A preto e branco
O calor era excessivo mas tinha assuntos a tratar na Baixa. Assim saiu de casa com uma ligeira, inexplicável, indisposição. A duzentos metros da paragem do eléctrico, que anteviu já próximo, acelerou o passo. Era o 6, se o perdesse suaria mais uma hora de espera. Não, não o deixaria ir...
E já atingido o alvo, onde duas utentes também aguardavam, não soube decifrar, não quis saber dos suores frios que o tomavam, sequer aliviou o corpanzil, o fato a estrafegá-lo, o chapéu como um chafariz a pingar... E o 6 chegou e estacou. Na última paragem de Monte dos Burgos antes do cruzamento do Carvalhido.
Entraram as senhoras primeiro. Ao deitar as mãos aos apoios dos degraus, sentiu não soube o quê, o corpo não obedecia, a vista turvava-se e a respiração sumia. Caiu redondo no pavimento.
Alarme geral! O cavalheiro arroxeava, nada dizia, entrara em inconsciência. No auge da ansiedade, abanaram-no, falaram-lhe, pediam por si - se estava mal disposto... Pois sim! Ora avermelhado, ora pálido como cêra, cada vez mais pálido, respondia apenas com borbulhares salivosos, prostrado no chão.
À distância, o sinaleiro no cruzamento percepcionou o drama. Mas não podia abandonar o seu posto. Muito menos se queria a elaborar um relatório na esquadra da PSP, tremenda peripécia fora da sua rotina...
Um moço mais expedicto saiu do eléctrico e largou a correr até um tasco próximo. Pediu o telefone, ligou aos Sapadores Bombeiros - É urgente, muito urgente, o homem está ruim! Deu-lhe qualquer coisa!
E a ambulância demorou alguns vinte minutos. Caladamente parou cheia de sapiência e caladamente enfiou o corpo inerte na lona entre duas talas metálicas, partindo então para o Hospital de Santo António.

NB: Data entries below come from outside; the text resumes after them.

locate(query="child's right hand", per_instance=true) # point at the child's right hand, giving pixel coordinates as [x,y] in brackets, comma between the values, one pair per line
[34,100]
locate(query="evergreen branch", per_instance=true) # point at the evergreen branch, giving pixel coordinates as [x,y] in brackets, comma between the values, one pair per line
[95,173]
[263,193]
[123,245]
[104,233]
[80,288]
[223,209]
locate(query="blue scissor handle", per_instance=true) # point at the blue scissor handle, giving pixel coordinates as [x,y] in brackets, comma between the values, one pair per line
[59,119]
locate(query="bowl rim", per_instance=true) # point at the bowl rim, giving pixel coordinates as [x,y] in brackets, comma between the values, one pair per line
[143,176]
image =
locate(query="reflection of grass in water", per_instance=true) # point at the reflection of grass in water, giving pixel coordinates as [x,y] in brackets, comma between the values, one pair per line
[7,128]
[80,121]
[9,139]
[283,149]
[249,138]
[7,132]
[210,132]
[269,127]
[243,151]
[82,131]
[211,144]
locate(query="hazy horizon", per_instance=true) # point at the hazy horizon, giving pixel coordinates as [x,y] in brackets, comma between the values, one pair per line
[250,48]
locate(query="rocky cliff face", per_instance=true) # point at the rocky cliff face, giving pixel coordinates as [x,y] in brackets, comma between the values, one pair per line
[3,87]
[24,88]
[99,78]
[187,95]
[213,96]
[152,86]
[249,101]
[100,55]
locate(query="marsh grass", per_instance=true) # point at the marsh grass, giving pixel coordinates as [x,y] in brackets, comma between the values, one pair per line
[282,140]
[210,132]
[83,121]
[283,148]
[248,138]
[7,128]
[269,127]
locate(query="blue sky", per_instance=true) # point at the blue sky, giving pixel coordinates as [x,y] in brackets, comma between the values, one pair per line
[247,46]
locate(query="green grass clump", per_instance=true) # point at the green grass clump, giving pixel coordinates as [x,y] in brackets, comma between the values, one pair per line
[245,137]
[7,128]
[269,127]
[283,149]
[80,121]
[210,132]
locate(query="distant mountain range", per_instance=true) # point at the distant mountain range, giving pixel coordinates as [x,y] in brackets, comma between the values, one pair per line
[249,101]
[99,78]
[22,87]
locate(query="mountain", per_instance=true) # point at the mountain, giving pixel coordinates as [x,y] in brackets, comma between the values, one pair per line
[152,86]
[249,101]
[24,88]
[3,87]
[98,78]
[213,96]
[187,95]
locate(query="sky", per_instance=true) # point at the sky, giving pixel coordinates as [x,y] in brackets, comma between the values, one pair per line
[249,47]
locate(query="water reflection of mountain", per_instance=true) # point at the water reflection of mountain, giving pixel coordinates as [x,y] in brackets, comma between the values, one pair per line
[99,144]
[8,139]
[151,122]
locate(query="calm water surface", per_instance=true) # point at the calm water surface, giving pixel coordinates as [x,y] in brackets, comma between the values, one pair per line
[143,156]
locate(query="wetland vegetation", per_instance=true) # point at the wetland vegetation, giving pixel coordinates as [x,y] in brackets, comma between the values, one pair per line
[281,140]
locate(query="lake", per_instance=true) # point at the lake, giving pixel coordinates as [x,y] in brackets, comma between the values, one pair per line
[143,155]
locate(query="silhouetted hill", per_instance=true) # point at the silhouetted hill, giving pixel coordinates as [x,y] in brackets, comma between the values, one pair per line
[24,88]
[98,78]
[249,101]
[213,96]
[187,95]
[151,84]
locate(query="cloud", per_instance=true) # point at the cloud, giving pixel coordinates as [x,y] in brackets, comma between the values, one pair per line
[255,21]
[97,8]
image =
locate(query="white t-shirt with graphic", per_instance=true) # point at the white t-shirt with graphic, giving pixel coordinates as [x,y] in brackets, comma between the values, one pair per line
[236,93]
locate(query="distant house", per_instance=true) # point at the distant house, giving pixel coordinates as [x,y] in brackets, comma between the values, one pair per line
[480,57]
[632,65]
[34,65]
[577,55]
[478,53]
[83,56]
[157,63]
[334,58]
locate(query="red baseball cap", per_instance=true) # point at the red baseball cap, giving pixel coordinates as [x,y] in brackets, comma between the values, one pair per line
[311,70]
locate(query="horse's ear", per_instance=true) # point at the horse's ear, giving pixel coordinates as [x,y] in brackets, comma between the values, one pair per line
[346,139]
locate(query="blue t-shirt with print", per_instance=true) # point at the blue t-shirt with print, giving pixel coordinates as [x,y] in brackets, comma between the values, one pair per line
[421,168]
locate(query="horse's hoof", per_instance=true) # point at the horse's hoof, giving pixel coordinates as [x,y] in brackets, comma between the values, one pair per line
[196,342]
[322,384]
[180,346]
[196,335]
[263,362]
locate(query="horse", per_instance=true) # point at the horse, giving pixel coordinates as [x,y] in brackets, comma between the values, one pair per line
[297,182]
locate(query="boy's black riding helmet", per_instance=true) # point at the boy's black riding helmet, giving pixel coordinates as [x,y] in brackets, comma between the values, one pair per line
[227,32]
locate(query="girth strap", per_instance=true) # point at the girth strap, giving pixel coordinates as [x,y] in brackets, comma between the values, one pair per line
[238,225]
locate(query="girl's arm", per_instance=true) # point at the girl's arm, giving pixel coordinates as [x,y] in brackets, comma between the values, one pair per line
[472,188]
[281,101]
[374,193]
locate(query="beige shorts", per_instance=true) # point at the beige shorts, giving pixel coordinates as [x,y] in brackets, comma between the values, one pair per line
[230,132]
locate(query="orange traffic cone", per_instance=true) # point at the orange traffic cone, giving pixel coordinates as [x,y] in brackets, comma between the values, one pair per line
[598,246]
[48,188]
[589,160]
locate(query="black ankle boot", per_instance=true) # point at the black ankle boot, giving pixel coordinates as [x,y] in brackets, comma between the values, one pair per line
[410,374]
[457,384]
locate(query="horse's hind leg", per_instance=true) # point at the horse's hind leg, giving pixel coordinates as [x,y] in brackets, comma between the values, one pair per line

Ao outro dia, um comensal do Guarany, lidando com as enormes páginas de letra miúdinha do Comércio do Porto, na sua predilecta secção Os Casos do Dia, lia mais uma "Doença súbita e mortal" ocorrida no Carvalhido - fora o fim inesperado, instantâneo, de um "indivíduo de sexo masculino" aparentando 60 anos. "Prontamente socorrido, revelaram-se inúteis todos os meios para o salvar" - mas quem?
Um ser humano como nós, indubitavelmente. E, tantos anos depois, alguém o lembrará? Os seus netos e bisnetos? Que é feito da sua eternidade cá em baixo?